Plus one! There is so much potential in exploring the relationship between communities and spaces. So far in this challenge, conversations have been focused on intimate end-of-life experiences between patients and their loved ones. Aaron's post is a great nudge for us to think about this challenge at the scale of entire communities — similar to the provocations that Maryalice introduced earlier in  Why Can't Every Nation Have a Dignified 'Dementia Village' like the Netherlands? 

Photo of Helen

Hi Shane!
Thank you,  I just finished watching the video.   It touched me so deeply and I became so emotional!  Yes, this is exactly what I envision for caregivers and their care recipients to live in community with others caregivers and their care recipients.   As my mom's health continues to decline, I fear placing her in a nursing home ~ a caregiver community village is my dream design concept.  I so believe that this design concept is so achievable.   Sorry, if I'm not articulating my thoughts clearly ~ I'm typing with tears streaming down my cheeks.   This is so personal to me. 
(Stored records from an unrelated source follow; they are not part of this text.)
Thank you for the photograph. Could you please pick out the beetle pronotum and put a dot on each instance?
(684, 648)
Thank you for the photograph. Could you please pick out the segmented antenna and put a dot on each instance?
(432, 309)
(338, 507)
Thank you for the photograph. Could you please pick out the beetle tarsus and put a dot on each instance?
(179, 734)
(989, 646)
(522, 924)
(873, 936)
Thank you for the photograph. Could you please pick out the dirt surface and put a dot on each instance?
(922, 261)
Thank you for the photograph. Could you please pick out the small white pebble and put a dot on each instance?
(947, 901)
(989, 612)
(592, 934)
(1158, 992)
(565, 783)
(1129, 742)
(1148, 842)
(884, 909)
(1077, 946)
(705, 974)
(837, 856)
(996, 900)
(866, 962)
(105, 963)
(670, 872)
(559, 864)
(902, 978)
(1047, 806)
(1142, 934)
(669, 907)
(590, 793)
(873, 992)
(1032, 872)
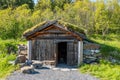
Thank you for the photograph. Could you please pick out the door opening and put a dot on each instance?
(62, 52)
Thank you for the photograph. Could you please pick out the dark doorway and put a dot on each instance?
(62, 52)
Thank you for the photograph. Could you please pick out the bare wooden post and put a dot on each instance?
(80, 52)
(29, 49)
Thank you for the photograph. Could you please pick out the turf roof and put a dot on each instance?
(41, 25)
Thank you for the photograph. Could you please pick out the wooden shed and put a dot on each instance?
(56, 41)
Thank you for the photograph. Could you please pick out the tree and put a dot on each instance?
(15, 3)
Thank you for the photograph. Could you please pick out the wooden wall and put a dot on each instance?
(46, 49)
(43, 49)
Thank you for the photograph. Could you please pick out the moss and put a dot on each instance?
(71, 26)
(34, 27)
(65, 24)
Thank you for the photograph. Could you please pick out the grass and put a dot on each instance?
(5, 67)
(104, 70)
(110, 46)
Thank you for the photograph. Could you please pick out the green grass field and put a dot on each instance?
(5, 67)
(105, 70)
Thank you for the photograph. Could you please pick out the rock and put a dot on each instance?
(20, 59)
(27, 69)
(37, 64)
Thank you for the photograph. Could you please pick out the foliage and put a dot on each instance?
(104, 70)
(15, 3)
(5, 67)
(9, 46)
(109, 45)
(94, 17)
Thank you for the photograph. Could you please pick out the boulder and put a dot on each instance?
(27, 69)
(37, 64)
(20, 59)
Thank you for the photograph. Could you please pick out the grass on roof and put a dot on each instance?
(65, 24)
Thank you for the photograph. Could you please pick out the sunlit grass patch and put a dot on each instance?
(104, 70)
(5, 67)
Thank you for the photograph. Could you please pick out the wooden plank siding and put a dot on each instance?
(43, 50)
(46, 49)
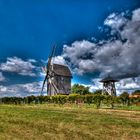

My  contribution to the challenge, The Death Oasis, centres around the 'choice' of where, when and how to die, when diagnosed with a terminal illness.  Designing a 'death hotel' modelled after the 'patient hotels' in various Scandinavian countries.  

Oh, how I would love to see a caregiver community village ~ caregivers supporting caregivers as they care for their respective care recipients! 

Photo of Aaron

Yes, Helen, I loved your The Death Oasis  Happy to see you so passionate (:
Speaking of choice, I think a lot of us would like to stay with our loved ones, but additionally, let's not forget about our friends... I really like Death Over Dinner  because you get to start to talk to your friends and loved ones about death in a communal way. Could these communal dinners lead to a regular tradition? I think the strongest part of these community oriented events is that they draw a diverse range of people, and that's what the architect suggests. Older people shouldn't necessarily be stuck in a home filled with other old people. They should meet new people, make new friends, hear new ideas, do new things, and they should build these communities, habits, and traditions starting early!

Photo of Helen

Aaron 100% agree! Love how you articulated this!   

Photo of Shane

Helen, I love your Death Oasis piece! You're a beautiful writer. We've seen many community members express the desire for designing the setting that they'll one day spend the end of their days in. The act of writing and envisioning about this 'place' (like how you have) is a powerful way of taking that first step.
I'm glad resonated with the community village post. Let's hope to see how more of our OpenIDEO community will build on the piece and yours as we move closer to the Ideas phase!

Photo of Helen

Thank you Shane, so very kind of you.  I wish I had more time to devote to this creative endeavour.  I work full time and also care for my mom, unfortunately, I don't have a lot of spare time.   I would like to offer my best wishes to you and the entire  team and creative community.   I will be following this creative design endeavour very closely.  

Oprah quote : "be a force for good".    I truly admire this creative endeavour.